Personalized Federated Search at LinkedIn
Dhruv Arya, Viet Ha-Thuc, Shakti Sinha

TL;DR
This paper presents a data-driven method for personalizing federated search on LinkedIn by extracting user intents from profile data and activities, significantly improving engagement.
Contribution
It introduces a novel approach to personalize federated search by leveraging user intents derived from large-scale profile and activity data.
Findings
Significant improvement in member engagement from A/B testing
The approach is now used for all federated search on LinkedIn homepage
Effective extraction of user intents from profile and activity data
Abstract
LinkedIn has grown to become a platform hosting diverse sources of information ranging from member profiles, jobs, professional groups, slideshows etc.

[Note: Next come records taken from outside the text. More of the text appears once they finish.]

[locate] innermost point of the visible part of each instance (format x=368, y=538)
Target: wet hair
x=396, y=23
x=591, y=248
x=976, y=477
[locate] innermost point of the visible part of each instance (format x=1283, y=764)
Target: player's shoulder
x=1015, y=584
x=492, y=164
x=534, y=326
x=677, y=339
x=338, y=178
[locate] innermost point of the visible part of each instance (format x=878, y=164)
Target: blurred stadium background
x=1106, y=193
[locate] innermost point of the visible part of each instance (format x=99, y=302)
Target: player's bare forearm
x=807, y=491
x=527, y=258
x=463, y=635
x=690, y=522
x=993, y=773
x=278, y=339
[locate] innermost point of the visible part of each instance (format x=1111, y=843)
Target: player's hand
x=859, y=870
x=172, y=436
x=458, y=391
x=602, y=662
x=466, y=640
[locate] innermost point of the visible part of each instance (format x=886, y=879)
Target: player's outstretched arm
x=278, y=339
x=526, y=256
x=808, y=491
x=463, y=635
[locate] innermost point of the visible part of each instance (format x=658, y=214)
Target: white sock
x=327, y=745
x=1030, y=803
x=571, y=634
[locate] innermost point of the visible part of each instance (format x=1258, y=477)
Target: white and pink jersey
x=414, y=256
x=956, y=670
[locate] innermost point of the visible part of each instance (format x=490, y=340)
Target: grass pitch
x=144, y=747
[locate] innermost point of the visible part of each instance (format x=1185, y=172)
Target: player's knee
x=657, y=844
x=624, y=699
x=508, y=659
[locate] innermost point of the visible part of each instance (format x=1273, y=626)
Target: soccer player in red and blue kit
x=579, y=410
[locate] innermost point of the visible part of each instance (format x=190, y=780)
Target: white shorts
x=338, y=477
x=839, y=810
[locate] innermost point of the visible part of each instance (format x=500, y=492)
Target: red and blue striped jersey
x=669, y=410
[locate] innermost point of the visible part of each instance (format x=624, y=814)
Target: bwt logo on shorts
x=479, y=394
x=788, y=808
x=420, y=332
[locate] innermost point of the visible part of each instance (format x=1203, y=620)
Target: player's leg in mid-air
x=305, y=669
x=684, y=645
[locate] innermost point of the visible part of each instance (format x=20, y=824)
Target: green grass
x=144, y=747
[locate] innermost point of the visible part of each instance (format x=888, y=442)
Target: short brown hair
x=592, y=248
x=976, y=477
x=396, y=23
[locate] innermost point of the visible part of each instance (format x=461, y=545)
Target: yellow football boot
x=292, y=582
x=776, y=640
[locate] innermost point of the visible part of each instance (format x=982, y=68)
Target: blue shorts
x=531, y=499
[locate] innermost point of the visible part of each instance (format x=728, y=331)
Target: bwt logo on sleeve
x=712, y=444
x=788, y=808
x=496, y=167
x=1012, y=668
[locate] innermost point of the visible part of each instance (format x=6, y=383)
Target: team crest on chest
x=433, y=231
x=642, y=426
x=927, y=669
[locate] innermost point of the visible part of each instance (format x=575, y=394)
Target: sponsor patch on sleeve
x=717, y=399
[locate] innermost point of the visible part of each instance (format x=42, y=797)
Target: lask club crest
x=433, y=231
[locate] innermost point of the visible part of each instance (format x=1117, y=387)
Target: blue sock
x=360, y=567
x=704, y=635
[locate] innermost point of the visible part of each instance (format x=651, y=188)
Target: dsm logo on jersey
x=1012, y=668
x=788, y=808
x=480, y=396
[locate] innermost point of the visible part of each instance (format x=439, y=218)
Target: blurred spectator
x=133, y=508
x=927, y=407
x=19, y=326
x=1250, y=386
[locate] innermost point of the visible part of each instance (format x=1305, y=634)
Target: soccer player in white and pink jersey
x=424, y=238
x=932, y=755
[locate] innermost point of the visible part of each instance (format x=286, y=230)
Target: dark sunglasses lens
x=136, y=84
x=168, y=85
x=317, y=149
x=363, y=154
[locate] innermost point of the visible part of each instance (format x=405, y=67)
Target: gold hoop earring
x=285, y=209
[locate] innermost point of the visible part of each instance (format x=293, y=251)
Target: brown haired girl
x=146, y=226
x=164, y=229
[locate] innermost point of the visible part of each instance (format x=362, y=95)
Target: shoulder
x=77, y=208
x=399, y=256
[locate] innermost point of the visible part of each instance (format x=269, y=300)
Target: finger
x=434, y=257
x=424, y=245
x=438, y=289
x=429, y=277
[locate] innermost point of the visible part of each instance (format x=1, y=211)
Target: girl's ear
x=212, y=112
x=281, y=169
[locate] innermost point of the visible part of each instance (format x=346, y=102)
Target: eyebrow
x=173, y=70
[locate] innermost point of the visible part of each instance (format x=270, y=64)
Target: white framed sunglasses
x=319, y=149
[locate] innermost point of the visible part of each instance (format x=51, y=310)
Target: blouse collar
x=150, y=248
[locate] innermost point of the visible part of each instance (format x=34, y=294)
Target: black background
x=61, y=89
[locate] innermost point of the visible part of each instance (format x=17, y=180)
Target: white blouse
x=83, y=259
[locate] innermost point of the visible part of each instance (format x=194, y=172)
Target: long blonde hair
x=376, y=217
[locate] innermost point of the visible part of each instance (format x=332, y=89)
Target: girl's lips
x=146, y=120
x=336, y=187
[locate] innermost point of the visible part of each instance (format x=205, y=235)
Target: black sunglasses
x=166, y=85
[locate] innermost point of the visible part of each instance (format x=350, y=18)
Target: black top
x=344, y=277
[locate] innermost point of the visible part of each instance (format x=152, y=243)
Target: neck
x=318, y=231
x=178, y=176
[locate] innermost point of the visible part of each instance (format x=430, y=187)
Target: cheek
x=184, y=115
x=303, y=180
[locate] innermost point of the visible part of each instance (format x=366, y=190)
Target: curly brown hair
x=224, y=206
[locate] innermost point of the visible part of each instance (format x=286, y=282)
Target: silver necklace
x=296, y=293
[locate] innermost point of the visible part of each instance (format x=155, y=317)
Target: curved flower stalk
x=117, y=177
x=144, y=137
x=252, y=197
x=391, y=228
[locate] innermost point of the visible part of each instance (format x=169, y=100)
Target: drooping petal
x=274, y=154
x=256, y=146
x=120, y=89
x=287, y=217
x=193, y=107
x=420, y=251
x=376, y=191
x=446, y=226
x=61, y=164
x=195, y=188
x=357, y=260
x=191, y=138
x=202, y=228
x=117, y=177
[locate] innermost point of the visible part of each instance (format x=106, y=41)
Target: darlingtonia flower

Given the existence of multiple sources, when a member issues a query like "software engineer", the member could look for software engineer profiles, jobs or professional groups. To tackle this problem, we exploit a data-driven approach that extracts searcher intents from their profile data and recent activities at a large scale. The intents such as job seeking, hiring, content consuming are used to construct features to personalize federated search experience. We tested the approach on the LinkedIn homepage and A/B tests show significant improvements in member engagement. As of writing this paper, the approach powers all of federated search on LinkedIn homepage.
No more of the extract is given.